What About a Workers’ Compensation Settlement?
Before accepting a settlement for your workers’ compensation case, you should speak with a workers’ comp attorney. A settlement is usually distributed in a lump sum, also known as a “compromise and release”. The time it takes to receive a compensation settlement will depend on the length and time of the case and hearing. If you receive a settlement, you may become ineligible to apply for further workers’ compensation.
Tips To Get Your Workers’ Compensation Benefits Sooner
The workers’ compensation process can be slow, especially if your case is under investigation or denied. To ensure the workers’ compensation process runs smoothly so that you can get your benefits as soon as possible you should consider the following.
- Get a workers’ compensation attorney who can help you through the process.
- Speak with your attorney about any pre-existing conditions or problems to decide if you should send records to the insurance claims adjuster.
- If you have a pre-existing condition, you may also consider speaking with your medical professional about writing a statement addressing how the work injury has impacted your pre-existing condition.
- Obtain an out-of-work slip from the medical professional and provide this documentation to your insurance carrier.

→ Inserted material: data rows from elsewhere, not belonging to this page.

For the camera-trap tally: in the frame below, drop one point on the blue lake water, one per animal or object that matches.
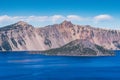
(23, 66)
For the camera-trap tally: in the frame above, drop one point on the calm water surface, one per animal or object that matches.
(23, 66)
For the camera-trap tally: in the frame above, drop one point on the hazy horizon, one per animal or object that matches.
(97, 13)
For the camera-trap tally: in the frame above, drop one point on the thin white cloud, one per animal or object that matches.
(74, 17)
(55, 18)
(5, 19)
(104, 17)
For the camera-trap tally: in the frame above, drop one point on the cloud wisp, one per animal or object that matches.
(5, 19)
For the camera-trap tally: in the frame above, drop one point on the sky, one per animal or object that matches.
(39, 13)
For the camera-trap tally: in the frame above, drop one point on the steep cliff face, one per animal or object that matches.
(22, 36)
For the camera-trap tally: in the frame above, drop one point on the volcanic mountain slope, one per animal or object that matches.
(79, 48)
(22, 36)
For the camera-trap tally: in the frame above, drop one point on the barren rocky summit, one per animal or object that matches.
(22, 36)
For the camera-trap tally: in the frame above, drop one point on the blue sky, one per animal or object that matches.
(98, 13)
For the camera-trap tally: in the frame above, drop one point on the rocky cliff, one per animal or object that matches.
(22, 36)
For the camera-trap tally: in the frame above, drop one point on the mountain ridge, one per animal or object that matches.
(23, 36)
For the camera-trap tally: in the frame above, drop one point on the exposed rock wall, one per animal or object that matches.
(22, 36)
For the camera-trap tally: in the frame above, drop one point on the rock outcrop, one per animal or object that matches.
(22, 36)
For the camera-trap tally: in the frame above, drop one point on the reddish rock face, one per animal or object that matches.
(23, 36)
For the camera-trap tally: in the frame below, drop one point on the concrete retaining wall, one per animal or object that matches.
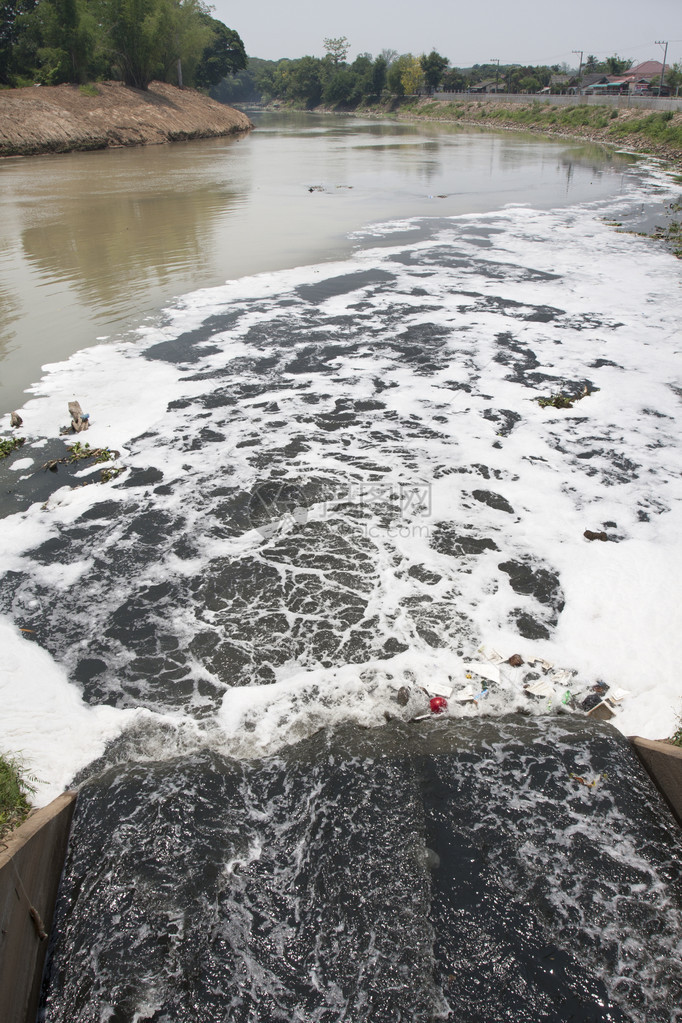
(663, 763)
(31, 863)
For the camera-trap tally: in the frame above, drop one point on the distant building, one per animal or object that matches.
(490, 85)
(642, 80)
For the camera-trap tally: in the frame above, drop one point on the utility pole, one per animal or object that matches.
(497, 74)
(580, 69)
(661, 42)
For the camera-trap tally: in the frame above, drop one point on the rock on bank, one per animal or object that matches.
(63, 118)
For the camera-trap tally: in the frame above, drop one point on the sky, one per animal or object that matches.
(519, 32)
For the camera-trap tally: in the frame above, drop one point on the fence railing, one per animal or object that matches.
(619, 102)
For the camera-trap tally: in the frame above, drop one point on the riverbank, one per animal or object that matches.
(72, 118)
(653, 133)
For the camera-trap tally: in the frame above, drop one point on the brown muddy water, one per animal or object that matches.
(92, 245)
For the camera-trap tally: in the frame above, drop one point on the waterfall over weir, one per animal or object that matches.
(510, 871)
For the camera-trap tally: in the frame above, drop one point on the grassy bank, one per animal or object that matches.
(14, 792)
(658, 133)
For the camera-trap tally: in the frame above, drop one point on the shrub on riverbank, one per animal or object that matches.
(14, 792)
(657, 132)
(663, 128)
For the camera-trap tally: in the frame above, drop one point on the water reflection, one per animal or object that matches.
(92, 243)
(139, 241)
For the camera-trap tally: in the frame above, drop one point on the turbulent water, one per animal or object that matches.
(413, 873)
(339, 495)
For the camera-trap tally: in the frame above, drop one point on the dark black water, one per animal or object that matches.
(471, 872)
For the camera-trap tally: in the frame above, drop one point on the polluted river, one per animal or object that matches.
(379, 498)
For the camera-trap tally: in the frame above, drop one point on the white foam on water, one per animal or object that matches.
(575, 301)
(45, 722)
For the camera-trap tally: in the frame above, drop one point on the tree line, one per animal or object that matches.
(49, 42)
(332, 82)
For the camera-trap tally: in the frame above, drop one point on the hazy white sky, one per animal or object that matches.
(513, 31)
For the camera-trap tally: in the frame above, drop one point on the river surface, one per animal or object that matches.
(327, 491)
(92, 243)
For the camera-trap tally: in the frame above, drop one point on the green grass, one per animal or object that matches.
(676, 738)
(654, 128)
(14, 792)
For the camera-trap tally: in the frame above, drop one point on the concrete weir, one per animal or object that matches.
(33, 857)
(31, 864)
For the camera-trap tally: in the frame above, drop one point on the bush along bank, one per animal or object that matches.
(14, 793)
(656, 133)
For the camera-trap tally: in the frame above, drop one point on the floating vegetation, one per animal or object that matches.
(14, 791)
(561, 400)
(78, 451)
(672, 232)
(10, 444)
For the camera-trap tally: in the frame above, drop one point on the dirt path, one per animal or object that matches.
(64, 118)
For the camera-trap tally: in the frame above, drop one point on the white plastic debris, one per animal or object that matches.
(467, 693)
(540, 688)
(561, 676)
(484, 671)
(491, 655)
(440, 691)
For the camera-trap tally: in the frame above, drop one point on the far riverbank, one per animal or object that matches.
(72, 118)
(657, 134)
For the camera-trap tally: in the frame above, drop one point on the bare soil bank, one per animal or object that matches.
(63, 118)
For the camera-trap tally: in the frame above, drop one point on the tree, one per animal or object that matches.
(224, 55)
(133, 32)
(434, 67)
(454, 81)
(617, 65)
(304, 83)
(395, 74)
(412, 76)
(337, 49)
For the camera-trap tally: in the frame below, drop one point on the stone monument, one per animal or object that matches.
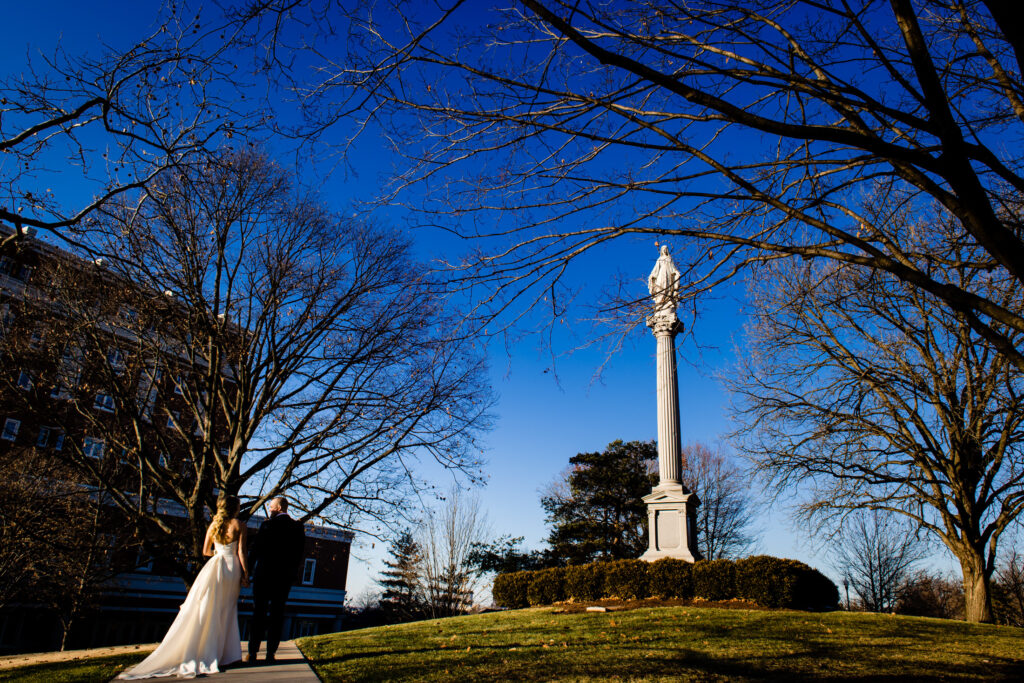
(671, 508)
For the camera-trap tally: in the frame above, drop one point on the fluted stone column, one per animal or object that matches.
(669, 445)
(671, 508)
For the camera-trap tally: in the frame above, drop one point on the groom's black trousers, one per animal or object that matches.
(268, 614)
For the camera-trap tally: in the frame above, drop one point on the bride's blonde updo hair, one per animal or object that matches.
(227, 508)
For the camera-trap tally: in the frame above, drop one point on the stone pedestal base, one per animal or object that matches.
(672, 525)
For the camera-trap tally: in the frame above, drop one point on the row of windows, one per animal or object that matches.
(51, 437)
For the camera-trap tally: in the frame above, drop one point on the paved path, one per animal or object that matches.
(289, 665)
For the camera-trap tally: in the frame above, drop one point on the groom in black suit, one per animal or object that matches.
(276, 553)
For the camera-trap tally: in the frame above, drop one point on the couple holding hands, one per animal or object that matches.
(204, 637)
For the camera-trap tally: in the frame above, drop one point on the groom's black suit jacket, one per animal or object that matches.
(276, 550)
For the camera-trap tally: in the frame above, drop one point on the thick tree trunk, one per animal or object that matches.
(977, 597)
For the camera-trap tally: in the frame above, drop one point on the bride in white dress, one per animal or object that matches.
(205, 634)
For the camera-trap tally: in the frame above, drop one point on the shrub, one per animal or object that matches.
(714, 580)
(626, 580)
(776, 583)
(669, 578)
(585, 582)
(510, 589)
(546, 586)
(815, 591)
(768, 581)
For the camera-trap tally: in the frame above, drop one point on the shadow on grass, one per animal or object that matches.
(675, 645)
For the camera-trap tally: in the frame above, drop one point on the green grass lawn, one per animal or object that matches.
(75, 671)
(671, 644)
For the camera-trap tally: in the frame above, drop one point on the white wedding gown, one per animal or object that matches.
(205, 634)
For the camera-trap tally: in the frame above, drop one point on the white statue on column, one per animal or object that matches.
(671, 508)
(664, 284)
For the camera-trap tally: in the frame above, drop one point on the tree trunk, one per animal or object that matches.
(977, 597)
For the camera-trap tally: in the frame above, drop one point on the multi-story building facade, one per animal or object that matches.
(52, 400)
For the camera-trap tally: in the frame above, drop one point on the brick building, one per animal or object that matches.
(53, 402)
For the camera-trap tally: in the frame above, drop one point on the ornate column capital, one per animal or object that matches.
(665, 325)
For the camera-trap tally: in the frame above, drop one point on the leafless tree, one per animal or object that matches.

You may need to obtain and provide an out-of-work note after every medical appointment.
- Depending on the state you reside in, if you are only restricted to light-duty, your insurance provider may not be obligated to pay your benefits if you are not working or actively seeking appropriate work.
There are often many steps to the workers’ compensation process. The surest way to get your workers’ compensation benefits as fast as possible is to file your claim immediately, or as soon as you can after your work-place injury occurs.